On Section 512, the safe harbor for those who host user-generated content, the Copyright Office last month issued a Request for Additional Comments in its study of the safe harbor. The safe harbor provides that, if an Internet service provider follows certain rules including the registration of an agent for take-down notices, and some unrelated party uses the service and posts or transmits unauthorized copyrighted material, the service has no liability. Exactly what requirements the service needs to observe depends on the type of the service. ISPs, who provide a mere conduit for material transmitted by others have one set of rules, while companies (including most media companies) that allow content to be posted on their sites to be viewed by the public, have another set of rules that place more obligations on these companies, including avoiding any steps to encourage the posting of infringing content, taking down infringing content of which they have actual notice or for which they have been received an uncontested take-down notice, and otherwise not affirmatively profiting from such infringing content.
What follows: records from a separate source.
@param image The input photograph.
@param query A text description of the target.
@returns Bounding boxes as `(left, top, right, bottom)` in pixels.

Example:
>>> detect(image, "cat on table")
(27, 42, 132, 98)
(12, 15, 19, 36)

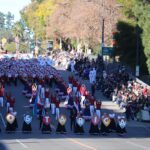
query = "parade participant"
(22, 114, 32, 133)
(116, 115, 127, 136)
(89, 69, 93, 84)
(83, 99, 91, 120)
(89, 114, 100, 135)
(92, 68, 96, 83)
(101, 113, 111, 135)
(6, 109, 18, 132)
(75, 114, 85, 134)
(95, 100, 101, 118)
(70, 59, 76, 72)
(55, 97, 60, 120)
(41, 111, 52, 134)
(0, 83, 4, 108)
(45, 88, 50, 98)
(91, 81, 96, 96)
(70, 107, 77, 131)
(56, 114, 67, 134)
(9, 97, 15, 108)
(109, 113, 116, 132)
(73, 96, 80, 113)
(80, 84, 86, 108)
(44, 97, 50, 111)
(51, 94, 56, 115)
(89, 96, 95, 118)
(40, 86, 45, 99)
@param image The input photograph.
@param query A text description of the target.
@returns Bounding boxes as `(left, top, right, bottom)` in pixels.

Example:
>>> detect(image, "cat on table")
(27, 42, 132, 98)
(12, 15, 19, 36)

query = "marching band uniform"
(51, 95, 56, 115)
(92, 68, 96, 82)
(89, 116, 100, 135)
(55, 99, 60, 120)
(74, 115, 84, 134)
(95, 101, 101, 118)
(6, 110, 18, 132)
(109, 113, 116, 132)
(41, 113, 52, 133)
(89, 97, 95, 117)
(101, 114, 111, 135)
(0, 84, 4, 108)
(56, 115, 67, 134)
(22, 115, 32, 133)
(116, 116, 127, 135)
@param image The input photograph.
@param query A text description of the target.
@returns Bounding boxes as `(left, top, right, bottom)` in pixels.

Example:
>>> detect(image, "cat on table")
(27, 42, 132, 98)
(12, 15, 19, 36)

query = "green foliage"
(116, 0, 150, 74)
(4, 42, 16, 53)
(12, 21, 24, 39)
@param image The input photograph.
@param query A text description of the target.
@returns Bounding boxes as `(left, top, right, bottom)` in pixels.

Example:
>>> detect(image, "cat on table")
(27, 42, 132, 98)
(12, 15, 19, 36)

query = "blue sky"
(0, 0, 31, 21)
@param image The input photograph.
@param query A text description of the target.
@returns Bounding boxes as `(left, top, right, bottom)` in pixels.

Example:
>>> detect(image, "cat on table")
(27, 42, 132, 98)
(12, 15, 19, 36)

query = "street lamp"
(135, 23, 140, 77)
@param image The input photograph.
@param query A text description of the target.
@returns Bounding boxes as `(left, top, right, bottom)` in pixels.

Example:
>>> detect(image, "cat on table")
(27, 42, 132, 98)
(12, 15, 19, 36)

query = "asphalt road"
(0, 69, 150, 150)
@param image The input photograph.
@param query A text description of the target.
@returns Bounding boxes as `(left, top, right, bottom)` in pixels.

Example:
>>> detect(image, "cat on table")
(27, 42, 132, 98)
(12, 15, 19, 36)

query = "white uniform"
(92, 68, 96, 83)
(89, 70, 93, 84)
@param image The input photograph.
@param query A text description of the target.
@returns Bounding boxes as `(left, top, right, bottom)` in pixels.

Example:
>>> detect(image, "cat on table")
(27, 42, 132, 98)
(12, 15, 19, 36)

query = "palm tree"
(12, 21, 24, 52)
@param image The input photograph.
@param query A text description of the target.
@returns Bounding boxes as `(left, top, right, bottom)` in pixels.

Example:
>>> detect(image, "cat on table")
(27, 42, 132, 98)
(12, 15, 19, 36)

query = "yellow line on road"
(68, 138, 97, 150)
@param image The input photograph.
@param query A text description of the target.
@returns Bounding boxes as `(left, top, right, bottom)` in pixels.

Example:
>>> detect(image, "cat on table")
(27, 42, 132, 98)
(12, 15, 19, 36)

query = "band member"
(89, 96, 95, 117)
(55, 97, 60, 120)
(74, 114, 85, 134)
(109, 113, 116, 132)
(116, 115, 127, 136)
(22, 114, 32, 133)
(6, 109, 18, 132)
(0, 83, 4, 108)
(56, 114, 67, 134)
(70, 107, 77, 131)
(101, 113, 111, 135)
(95, 100, 101, 118)
(44, 98, 50, 111)
(89, 114, 100, 135)
(41, 112, 52, 134)
(51, 94, 56, 115)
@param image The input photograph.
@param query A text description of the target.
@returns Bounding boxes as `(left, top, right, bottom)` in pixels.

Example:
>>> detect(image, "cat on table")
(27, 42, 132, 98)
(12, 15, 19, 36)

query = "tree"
(12, 21, 24, 51)
(0, 12, 5, 29)
(116, 0, 150, 74)
(47, 0, 121, 50)
(5, 12, 14, 30)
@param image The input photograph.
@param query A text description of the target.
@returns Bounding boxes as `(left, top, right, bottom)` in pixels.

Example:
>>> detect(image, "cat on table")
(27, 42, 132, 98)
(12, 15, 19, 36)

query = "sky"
(0, 0, 31, 21)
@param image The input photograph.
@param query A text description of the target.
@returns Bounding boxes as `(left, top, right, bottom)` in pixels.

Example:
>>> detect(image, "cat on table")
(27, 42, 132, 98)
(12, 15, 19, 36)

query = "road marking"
(16, 139, 28, 149)
(126, 141, 150, 150)
(68, 138, 97, 150)
(0, 113, 6, 128)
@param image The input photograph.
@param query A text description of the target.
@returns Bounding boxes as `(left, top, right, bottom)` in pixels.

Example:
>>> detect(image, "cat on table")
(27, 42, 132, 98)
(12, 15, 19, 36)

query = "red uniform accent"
(75, 97, 79, 105)
(89, 98, 95, 105)
(10, 98, 15, 107)
(80, 85, 86, 96)
(0, 86, 4, 97)
(51, 96, 56, 104)
(45, 90, 49, 98)
(68, 76, 73, 84)
(96, 101, 101, 109)
(55, 101, 60, 108)
(143, 87, 148, 96)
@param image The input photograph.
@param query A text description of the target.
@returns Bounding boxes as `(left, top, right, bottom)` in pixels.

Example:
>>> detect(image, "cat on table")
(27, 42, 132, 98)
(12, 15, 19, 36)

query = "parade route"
(0, 69, 150, 150)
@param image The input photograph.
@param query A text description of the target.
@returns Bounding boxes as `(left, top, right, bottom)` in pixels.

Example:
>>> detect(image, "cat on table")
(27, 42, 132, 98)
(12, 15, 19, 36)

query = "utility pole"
(135, 24, 140, 77)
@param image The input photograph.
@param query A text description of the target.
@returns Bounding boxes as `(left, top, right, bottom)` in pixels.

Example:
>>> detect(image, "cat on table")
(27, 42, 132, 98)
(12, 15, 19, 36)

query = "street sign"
(102, 47, 113, 56)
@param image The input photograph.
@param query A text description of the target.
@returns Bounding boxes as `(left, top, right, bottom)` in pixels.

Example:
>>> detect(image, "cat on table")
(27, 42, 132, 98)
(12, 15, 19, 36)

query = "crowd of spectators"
(68, 53, 150, 121)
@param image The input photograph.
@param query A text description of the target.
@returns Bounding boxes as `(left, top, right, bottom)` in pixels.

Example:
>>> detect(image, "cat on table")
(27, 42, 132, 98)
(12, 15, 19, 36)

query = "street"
(0, 69, 150, 150)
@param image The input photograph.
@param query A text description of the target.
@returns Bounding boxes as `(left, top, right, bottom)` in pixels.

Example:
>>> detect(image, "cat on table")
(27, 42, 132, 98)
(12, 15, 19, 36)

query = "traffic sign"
(102, 47, 113, 56)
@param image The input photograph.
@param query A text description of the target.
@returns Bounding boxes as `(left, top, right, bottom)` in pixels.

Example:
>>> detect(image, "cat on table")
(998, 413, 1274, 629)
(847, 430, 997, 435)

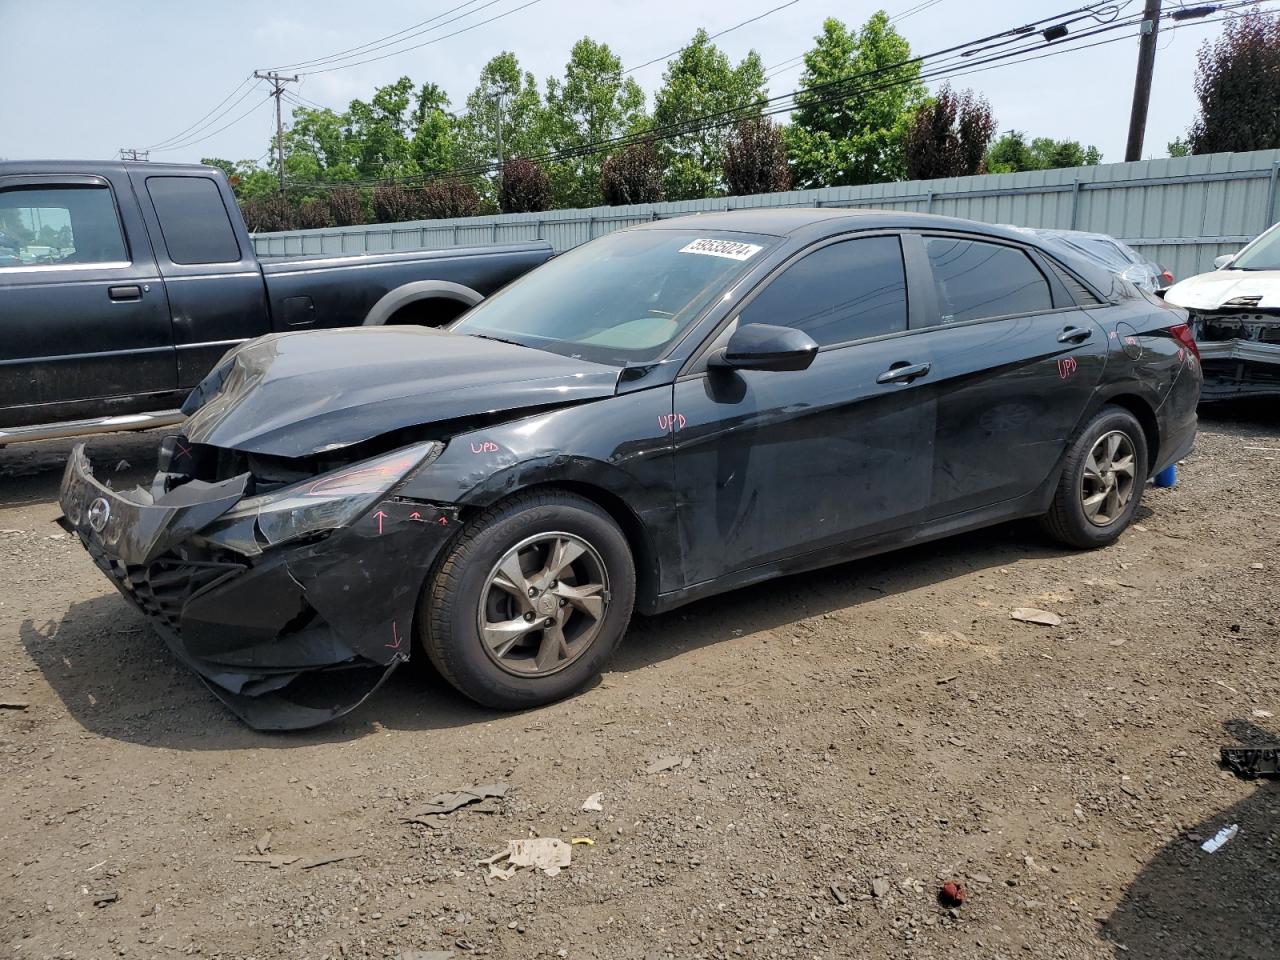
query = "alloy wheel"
(1080, 430, 1137, 526)
(476, 532, 610, 677)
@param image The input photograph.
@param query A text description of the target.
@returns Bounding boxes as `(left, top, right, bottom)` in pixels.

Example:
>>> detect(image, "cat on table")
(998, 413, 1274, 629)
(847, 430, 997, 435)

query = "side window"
(925, 237, 1053, 324)
(0, 184, 128, 268)
(146, 176, 240, 265)
(740, 236, 907, 347)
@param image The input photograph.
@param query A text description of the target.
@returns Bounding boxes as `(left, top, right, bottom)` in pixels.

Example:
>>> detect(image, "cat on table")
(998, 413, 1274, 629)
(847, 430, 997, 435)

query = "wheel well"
(461, 481, 660, 611)
(385, 297, 471, 328)
(1106, 394, 1160, 471)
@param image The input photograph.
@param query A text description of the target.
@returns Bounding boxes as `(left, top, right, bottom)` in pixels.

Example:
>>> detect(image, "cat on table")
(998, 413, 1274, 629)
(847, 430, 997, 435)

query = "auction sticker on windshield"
(678, 238, 763, 261)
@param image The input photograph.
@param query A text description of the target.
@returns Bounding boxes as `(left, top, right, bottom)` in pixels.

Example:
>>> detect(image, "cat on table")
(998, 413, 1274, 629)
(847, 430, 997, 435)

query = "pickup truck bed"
(0, 160, 552, 443)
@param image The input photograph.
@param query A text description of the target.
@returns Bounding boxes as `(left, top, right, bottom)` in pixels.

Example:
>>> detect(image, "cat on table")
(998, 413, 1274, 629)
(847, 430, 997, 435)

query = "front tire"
(1040, 405, 1149, 549)
(420, 490, 636, 709)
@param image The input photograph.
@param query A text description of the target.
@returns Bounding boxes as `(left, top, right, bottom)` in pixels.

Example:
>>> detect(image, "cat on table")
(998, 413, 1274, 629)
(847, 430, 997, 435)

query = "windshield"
(1232, 223, 1280, 271)
(452, 228, 777, 364)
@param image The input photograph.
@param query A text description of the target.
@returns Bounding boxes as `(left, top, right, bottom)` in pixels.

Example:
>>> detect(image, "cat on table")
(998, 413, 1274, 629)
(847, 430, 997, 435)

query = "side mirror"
(709, 322, 819, 373)
(1213, 254, 1235, 270)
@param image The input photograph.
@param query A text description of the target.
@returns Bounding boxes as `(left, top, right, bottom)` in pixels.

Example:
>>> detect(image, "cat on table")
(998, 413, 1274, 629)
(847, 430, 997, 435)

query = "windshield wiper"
(467, 333, 527, 347)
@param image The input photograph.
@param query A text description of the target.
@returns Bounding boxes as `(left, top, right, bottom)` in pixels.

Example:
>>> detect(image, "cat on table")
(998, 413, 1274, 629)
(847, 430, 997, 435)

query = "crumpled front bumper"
(58, 444, 460, 730)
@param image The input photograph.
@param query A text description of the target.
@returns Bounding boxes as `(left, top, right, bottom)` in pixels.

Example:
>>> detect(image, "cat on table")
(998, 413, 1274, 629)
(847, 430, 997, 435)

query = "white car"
(1163, 221, 1280, 400)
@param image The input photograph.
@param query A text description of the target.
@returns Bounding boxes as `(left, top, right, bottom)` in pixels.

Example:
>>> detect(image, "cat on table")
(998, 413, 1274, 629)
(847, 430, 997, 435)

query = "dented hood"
(181, 326, 620, 457)
(1164, 269, 1280, 311)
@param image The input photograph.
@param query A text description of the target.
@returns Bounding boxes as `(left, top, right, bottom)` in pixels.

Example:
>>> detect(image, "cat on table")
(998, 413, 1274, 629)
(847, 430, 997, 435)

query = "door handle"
(876, 361, 931, 385)
(1057, 325, 1093, 344)
(108, 285, 142, 302)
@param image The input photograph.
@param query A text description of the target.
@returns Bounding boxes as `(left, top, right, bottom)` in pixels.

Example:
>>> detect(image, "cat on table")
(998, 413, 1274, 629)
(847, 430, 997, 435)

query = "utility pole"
(492, 91, 505, 192)
(118, 148, 149, 162)
(254, 70, 299, 191)
(1124, 0, 1162, 162)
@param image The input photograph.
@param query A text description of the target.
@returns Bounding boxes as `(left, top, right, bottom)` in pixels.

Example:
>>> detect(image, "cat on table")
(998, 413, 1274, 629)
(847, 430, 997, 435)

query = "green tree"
(457, 52, 546, 203)
(1168, 137, 1191, 158)
(1186, 10, 1280, 154)
(652, 29, 767, 200)
(785, 13, 925, 188)
(540, 38, 647, 207)
(985, 131, 1102, 173)
(346, 76, 420, 178)
(410, 82, 460, 174)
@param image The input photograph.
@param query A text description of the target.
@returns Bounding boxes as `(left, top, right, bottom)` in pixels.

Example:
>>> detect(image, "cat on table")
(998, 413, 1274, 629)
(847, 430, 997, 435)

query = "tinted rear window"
(146, 176, 240, 265)
(925, 237, 1052, 323)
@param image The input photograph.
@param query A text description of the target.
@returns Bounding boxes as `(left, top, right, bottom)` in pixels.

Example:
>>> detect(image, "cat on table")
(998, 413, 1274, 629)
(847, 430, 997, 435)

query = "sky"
(0, 0, 1230, 168)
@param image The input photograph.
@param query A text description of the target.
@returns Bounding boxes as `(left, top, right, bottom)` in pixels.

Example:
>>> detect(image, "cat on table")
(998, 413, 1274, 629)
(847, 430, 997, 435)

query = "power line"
(297, 0, 546, 76)
(290, 1, 1130, 186)
(143, 74, 256, 151)
(149, 92, 276, 154)
(623, 0, 805, 75)
(288, 0, 1271, 190)
(269, 0, 492, 71)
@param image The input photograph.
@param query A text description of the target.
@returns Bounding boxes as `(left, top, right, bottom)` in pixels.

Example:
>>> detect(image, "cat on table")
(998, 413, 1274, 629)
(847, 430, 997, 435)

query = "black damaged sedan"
(60, 210, 1201, 729)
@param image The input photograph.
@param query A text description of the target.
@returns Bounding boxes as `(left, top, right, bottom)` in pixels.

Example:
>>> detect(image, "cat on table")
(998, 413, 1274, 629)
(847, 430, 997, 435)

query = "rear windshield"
(452, 228, 777, 365)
As part of its role of advising Congress on copyright issues, the Copyright Office began a study of the Section 512 exemption a year ago, which we wrote about here. Congress has also held hearings on the matter, and may well try to tackle it in its reform of the Copyright Act that is supposed to be in the works after the new Congress convenes in 2017. Last month’s request for additional comments suggests just how difficult that the reform of this section will be.
The questions asked in the Request for Additional Comments really echo the initial request – covering the waterfront of issues raised in initial comments in the proceeding. The request for comments asks whether there should be different rules for different types of services. For instance, a huge service like YouTube can likely afford more technological responses to take down notices (including adopting systems to make sure that infringing content, once removed, stays removed) when it has built a large business based on user-generated content, while a newspaper or broadcaster, who may have lesser resources and only occasionally allow for the posting of third-party content, may not be able to afford such solutions. The question of whether technology offers solutions to infringement issues is also raised. Even questions of whether there are abusive take-down notices that raise infringement issues when really none exist (and whether the notices should be required to assess fair use defenses that might be available in connection with the allegedly infringing content), is posed for further comment. The Copyright Office wants further comments on numerous factual issues, and also on the legal precedents that have arisen since the initial comments a year ago. Comments are to be filed by February 6, 2017, and any empirical research assessing these issues should be submitted by March 8, 2017.
These are difficult questions that come up in all sorts of contexts (see for instance our articles here and here). The Copyright Office merely studies these matters, and makes recommendations to Congress, who must actually craft any changes in the rules that apply to these services. Given the number of huge businesses – including all of the social media platforms that have grown based on the ability of users to post content on sites insulated from liability for the content that these users post – and the incredible effects on society and commerce that these social media platforms have in today’s world, Congress is sure to tread carefully as they consider changes to Section 512 in the next Congress.